もう会えない
視界がぼやけてまぶたが涙を押し出そうとした瞬間、耳障りなクラクションの音が頭に響いた。涙を引っ込めて目を開けると、車道の真ん中に私が立っていた。眉をひそめて訝しげな顔つきで車から降りてくる運転手と目が合って、慌てて歩道へ駆けた。早朝、放射状に金色を帯びた紺色の空には鳥の群れが高く舞い飛び、遠くで犬の鳴き声が反響している。冷たい空気を胸いっぱいに取り込んだ私は徐々に落ち着きを取り戻して記憶を辿る、またいつもの夢を見ていたのだ。まただ、また夢遊病が出た。
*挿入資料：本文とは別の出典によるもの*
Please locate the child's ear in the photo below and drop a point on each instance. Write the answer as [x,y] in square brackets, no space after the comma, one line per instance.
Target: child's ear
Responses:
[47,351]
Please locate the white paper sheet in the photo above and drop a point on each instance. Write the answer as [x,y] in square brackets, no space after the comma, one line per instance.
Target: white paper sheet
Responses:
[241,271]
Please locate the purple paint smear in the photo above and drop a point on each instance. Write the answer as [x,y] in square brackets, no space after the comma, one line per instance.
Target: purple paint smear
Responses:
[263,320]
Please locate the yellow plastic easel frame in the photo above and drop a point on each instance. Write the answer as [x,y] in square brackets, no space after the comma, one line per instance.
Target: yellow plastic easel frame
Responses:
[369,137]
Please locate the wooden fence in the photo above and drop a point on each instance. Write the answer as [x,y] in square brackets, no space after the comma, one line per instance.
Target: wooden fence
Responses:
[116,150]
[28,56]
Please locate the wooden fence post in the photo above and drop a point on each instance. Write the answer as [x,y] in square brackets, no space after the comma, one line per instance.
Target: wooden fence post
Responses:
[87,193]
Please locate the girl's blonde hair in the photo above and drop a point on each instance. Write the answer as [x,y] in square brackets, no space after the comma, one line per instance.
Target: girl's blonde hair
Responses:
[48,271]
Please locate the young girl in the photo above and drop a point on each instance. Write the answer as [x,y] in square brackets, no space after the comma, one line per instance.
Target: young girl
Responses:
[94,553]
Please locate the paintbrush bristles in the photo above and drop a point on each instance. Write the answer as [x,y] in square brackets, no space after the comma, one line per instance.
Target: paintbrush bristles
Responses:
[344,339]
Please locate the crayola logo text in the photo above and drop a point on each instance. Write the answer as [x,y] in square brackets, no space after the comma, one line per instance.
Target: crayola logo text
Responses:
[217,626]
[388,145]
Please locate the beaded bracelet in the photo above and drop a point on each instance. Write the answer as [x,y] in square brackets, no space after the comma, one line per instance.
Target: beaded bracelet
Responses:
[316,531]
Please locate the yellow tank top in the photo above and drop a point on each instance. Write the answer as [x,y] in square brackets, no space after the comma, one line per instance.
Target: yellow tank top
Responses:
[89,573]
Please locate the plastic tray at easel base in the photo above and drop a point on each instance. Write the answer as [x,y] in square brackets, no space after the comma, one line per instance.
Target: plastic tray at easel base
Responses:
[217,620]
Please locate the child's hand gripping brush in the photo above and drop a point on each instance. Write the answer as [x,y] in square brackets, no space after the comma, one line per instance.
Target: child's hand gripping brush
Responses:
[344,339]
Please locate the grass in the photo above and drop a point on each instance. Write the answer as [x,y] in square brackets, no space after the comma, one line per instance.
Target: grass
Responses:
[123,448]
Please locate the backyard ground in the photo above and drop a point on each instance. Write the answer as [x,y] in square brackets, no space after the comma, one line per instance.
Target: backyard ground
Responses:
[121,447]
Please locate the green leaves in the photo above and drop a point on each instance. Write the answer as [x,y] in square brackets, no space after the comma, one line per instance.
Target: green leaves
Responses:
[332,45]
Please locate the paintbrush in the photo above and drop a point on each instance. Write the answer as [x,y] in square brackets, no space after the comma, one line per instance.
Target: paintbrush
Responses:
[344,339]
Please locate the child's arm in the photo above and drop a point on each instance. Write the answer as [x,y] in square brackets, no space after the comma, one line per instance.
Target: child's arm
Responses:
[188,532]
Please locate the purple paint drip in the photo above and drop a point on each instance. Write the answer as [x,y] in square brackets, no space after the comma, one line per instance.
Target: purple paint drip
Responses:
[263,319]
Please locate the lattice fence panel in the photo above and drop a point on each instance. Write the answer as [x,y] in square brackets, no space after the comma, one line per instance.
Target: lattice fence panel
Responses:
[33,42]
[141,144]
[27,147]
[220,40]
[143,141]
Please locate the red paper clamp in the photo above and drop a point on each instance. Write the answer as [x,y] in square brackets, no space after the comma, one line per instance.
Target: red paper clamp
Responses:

完全に一目惚れだった。ほんのほんの一目で惚れに惚れてしまった。金曜日の夕方、人流に押し流されるように電車を出た私とすれ違いで彼は電車に乗り込んだ。横目で彼の目鼻を見た瞬間私は反射的に横を向いて、彼の顔の全体像を一目みた、惚れてしまった。彼はイヤホンをつけていた、彼の肌みたいに白いやつだった。それから彼は有象無象に溶けて消えて、さっきまで私が乗っていた電車で次の駅へ送られてしまった。大事なものを間違ってゴミに出してしまったみたいな気持ちだった、気づいた時にはもう手遅れだった。それで私は彼のことを見つけ出すと決意した。来週の月曜日、同じ時間の同じ車両に乗って、火曜日、水曜日、木曜日、…金曜日になってもとうとう彼は現れなくて、その次の週は駅のホームで何時間も彼のことを待って、それでも会えなかった。なぜかいつも待ち合わせしている気分で、会えないかもしれないのに、どこか確信に近い期待を抱いていて、毎回裏切られた気分になった。それから、度々同じ夢を見るようになったのだった。私は駅のホームでずっと誰かと待ち合わせしていて、目の前を何度も電車が横切る。電車の中には友達や職場の人達が乗っていて、みんな電車に揺られて進んで送られて、私ひとりだけがホームに取り残されて、周囲が暗くなってきて寂しくて涙が溢れてきて視界がぼやけて、そこでいつも目が覚める。目が覚めると、私は寝ているうちに現実世界で歩き回っていたことに気付くのだ。最初は目が覚めた時に寝ていた場所とは違う所にいた程度だったが、やがて寝ているうちに冷蔵庫に入った夕飯の残りを食べていたり、途中まで化粧をしていたりしていて、ついに勝手に家を出てコンビニで菓子パンなんかを買うようになってしまっていた。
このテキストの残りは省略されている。